If you have experience of business application development, then most likely you will have encountered a requirement for the application to have a flexible reporting mechanism. The company I work for is mainly focused on developing business solutions and reporting is an essential, indeed, must have aspect of all the enterprise systems we develop. To enable flexible reporting in our systems, we have developed our own open-source (distributed under Apache 2.0 license) report generator - YARG (Yet Another Report Generator). Now YARG is a heart of the reporting in the CUBA platform - which itself is the basis of all the systems we develop.
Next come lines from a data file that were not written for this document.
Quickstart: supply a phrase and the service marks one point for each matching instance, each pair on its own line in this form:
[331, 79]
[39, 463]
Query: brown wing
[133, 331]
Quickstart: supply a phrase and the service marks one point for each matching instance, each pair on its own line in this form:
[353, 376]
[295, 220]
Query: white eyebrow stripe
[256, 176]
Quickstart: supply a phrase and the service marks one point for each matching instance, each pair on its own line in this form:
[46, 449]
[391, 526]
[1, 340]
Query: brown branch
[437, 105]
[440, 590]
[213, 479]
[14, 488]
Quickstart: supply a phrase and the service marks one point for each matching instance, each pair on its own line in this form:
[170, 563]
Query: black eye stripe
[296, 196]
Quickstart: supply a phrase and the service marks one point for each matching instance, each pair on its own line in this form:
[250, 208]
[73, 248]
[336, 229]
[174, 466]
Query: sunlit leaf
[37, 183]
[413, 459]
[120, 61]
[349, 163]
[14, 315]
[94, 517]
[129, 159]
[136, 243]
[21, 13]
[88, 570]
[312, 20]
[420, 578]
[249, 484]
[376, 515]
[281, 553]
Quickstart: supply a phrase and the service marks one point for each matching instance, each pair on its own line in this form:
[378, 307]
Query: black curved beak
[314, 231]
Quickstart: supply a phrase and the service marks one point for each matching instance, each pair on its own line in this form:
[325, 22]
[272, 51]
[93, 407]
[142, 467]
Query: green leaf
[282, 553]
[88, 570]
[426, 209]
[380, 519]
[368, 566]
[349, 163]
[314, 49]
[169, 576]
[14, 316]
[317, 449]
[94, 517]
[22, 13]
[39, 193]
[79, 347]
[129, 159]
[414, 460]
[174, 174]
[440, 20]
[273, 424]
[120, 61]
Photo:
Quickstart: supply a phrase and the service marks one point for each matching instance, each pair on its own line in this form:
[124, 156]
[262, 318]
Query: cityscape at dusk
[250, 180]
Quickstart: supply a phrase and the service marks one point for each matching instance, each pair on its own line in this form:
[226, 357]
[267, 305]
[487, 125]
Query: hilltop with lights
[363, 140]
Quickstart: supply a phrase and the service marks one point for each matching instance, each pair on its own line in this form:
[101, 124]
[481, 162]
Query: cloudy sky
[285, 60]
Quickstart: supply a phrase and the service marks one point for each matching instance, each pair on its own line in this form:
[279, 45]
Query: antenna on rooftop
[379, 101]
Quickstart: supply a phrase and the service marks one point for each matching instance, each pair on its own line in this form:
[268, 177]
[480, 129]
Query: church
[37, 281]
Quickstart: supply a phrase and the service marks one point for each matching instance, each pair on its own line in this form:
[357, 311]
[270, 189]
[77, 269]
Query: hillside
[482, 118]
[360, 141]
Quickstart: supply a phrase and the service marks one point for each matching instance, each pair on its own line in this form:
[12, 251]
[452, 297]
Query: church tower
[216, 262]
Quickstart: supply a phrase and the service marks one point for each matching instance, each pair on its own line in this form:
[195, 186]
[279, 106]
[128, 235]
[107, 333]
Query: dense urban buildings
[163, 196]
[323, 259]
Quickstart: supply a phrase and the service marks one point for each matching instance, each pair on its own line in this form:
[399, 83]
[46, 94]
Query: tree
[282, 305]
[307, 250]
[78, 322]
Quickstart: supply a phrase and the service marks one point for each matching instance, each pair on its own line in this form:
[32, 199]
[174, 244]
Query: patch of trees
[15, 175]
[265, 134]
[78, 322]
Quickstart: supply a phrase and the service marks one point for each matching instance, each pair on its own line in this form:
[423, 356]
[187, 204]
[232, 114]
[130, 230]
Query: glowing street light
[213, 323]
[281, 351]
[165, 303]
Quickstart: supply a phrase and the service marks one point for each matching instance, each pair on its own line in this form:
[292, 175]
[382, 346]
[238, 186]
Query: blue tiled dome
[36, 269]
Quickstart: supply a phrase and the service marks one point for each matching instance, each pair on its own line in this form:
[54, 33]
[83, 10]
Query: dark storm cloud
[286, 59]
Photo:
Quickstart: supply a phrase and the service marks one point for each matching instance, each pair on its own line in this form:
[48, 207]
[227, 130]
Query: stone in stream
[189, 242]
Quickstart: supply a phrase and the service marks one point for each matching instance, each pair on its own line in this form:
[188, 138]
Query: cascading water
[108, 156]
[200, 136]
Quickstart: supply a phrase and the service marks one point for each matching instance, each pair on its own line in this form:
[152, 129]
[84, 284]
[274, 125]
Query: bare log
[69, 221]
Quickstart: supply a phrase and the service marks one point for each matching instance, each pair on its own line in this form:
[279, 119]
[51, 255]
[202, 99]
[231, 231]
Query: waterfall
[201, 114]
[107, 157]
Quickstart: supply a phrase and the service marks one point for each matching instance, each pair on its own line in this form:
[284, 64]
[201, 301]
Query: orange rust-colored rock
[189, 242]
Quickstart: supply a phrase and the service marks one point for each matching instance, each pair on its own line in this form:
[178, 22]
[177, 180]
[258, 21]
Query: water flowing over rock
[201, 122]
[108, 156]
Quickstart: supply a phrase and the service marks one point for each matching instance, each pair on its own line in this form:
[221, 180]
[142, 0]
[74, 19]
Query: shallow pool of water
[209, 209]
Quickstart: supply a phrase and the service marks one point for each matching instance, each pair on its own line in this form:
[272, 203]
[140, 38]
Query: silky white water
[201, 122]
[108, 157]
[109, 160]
Why is There a Need to Develop a New One
First of all, let me remark that we are not wheel reinventors. We are always looking for solutions to integrate with, as long as those solutions fit us. Unfortunately, in this case we couldn’t find any open source tool that met the following requirements we identified:
- Generate report in template format and/or convert the output to PDF
- Avoid use of external tools for report template creation (Microsoft Office or Libreoffice should be enough)
- Support various formats of templates: DOC, ODT, XLS, DOCX, XLSX, HTML
- Ability to use complex XLS and XLSX templates with charts, formulas and etc.
- Ability to use HTML layout and insert/embed images
- Split out data layer (report structure and data fetching) and presentation layer (report templates)
- Enable various methods of data fetching such as SQL, JPQL or Groovy script
- Ability to be integrated with IoC frameworks (Spring, Guice)
- Functionality to use the tool as a standalone application, to be able to use it bеyond of the Java ecosystem (e.g. to generate reports using PHP)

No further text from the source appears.